Getting Started
This guide will help you get started with pytidycensus, a Python library for accessing US Census data.
Installation
Install pytidycensus using pip:
pip install pytidycensus
For development installation:
git clone https://github.com/walkerke/tidycensus
cd tidycensus/pytidycensus
pip install -e .
Census API Key
To use pytidycensus, you need a free API key from the US Census Bureau:
Visit https://api.census.gov/data/key_signup.html
Fill out the form to request an API key
Check your email for the API key
Once you have your key, set it in Python:
import pytidycensus as tc
tc.set_census_api_key("your_api_key_here")
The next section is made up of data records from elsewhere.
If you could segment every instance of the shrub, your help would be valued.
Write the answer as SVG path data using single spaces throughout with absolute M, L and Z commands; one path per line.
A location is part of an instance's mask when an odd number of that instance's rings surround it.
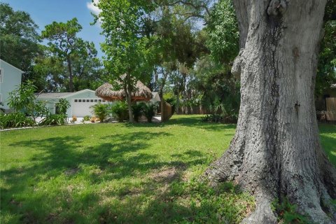
M 128 107 L 125 102 L 120 101 L 113 104 L 111 111 L 115 115 L 119 122 L 123 122 L 127 118 Z
M 92 123 L 95 122 L 96 122 L 96 120 L 97 120 L 97 118 L 96 118 L 96 117 L 94 117 L 94 116 L 92 116 L 91 118 L 90 118 L 90 121 Z
M 34 126 L 35 125 L 36 122 L 33 119 L 26 117 L 24 113 L 22 112 L 8 114 L 0 113 L 0 127 L 1 129 Z
M 148 122 L 152 122 L 152 118 L 154 117 L 155 115 L 155 107 L 156 105 L 154 104 L 144 104 L 144 114 L 147 118 L 147 121 Z
M 101 122 L 104 122 L 108 115 L 108 106 L 98 103 L 91 107 L 93 108 L 94 115 L 99 118 Z
M 56 113 L 66 114 L 66 110 L 70 107 L 70 103 L 65 99 L 59 99 L 58 102 L 55 104 Z
M 72 116 L 72 120 L 71 120 L 71 122 L 74 122 L 75 121 L 77 121 L 77 117 L 76 116 Z
M 139 122 L 139 118 L 142 115 L 144 103 L 132 104 L 132 111 L 135 122 Z
M 66 123 L 66 114 L 50 114 L 42 120 L 40 125 L 63 125 Z

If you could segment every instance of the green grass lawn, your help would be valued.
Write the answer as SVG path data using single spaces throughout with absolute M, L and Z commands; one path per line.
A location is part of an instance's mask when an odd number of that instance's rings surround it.
M 1 223 L 239 223 L 253 199 L 197 181 L 235 125 L 174 116 L 1 132 Z M 336 164 L 336 126 L 321 139 Z

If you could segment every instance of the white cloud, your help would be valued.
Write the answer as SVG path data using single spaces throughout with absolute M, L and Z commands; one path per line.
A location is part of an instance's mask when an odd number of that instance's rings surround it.
M 99 13 L 102 11 L 98 7 L 94 6 L 94 4 L 97 5 L 98 4 L 99 0 L 93 0 L 93 2 L 87 2 L 86 3 L 86 7 L 88 7 L 88 9 L 92 11 L 93 13 L 98 15 Z

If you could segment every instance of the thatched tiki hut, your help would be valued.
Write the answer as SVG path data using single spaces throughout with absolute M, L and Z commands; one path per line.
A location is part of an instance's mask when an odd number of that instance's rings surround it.
M 102 85 L 96 90 L 96 95 L 107 101 L 124 100 L 126 98 L 124 89 L 113 90 L 110 83 Z M 135 90 L 132 92 L 132 101 L 149 101 L 152 99 L 150 90 L 140 81 L 137 81 Z

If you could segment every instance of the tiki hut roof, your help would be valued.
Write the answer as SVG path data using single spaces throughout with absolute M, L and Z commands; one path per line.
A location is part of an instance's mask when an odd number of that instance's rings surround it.
M 114 91 L 113 88 L 111 84 L 106 83 L 96 90 L 96 96 L 107 101 L 122 100 L 126 97 L 123 89 Z M 150 90 L 144 83 L 138 81 L 136 85 L 136 91 L 132 93 L 132 100 L 148 101 L 152 97 Z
Alternatively, you can set it as an environment variable:
export CENSUS_API_KEY="your_api_key_here"
Basic Usage
Getting ACS Data
The American Community Survey (ACS) is the most commonly used Census dataset:
import pytidycensus as tc
# Get median household income by state
income_data = tc.get_acs(
geography="state",
variables="B19013_001",
year=2022
)
print(income_data.head())
Adding Geography
To include geographic boundaries for mapping:
# Get data with geometry
income_geo = tc.get_acs(
geography="state",
variables="B19013_001",
year=2022,
geometry=True
)
# Now you can map it
income_geo.plot(column='value', legend=True)
Multiple Variables
You can request multiple variables at once:
# Get population and median income
demo_data = tc.get_acs(
geography="county",
variables=["B01003_001", "B19013_001"], # Population, Median Income
state="CA",
year=2022
)
Searching for Variables
Find variables by searching their descriptions:
# Search for income-related variables
income_vars = tc.search_variables("income", 2022, "acs", "acs5")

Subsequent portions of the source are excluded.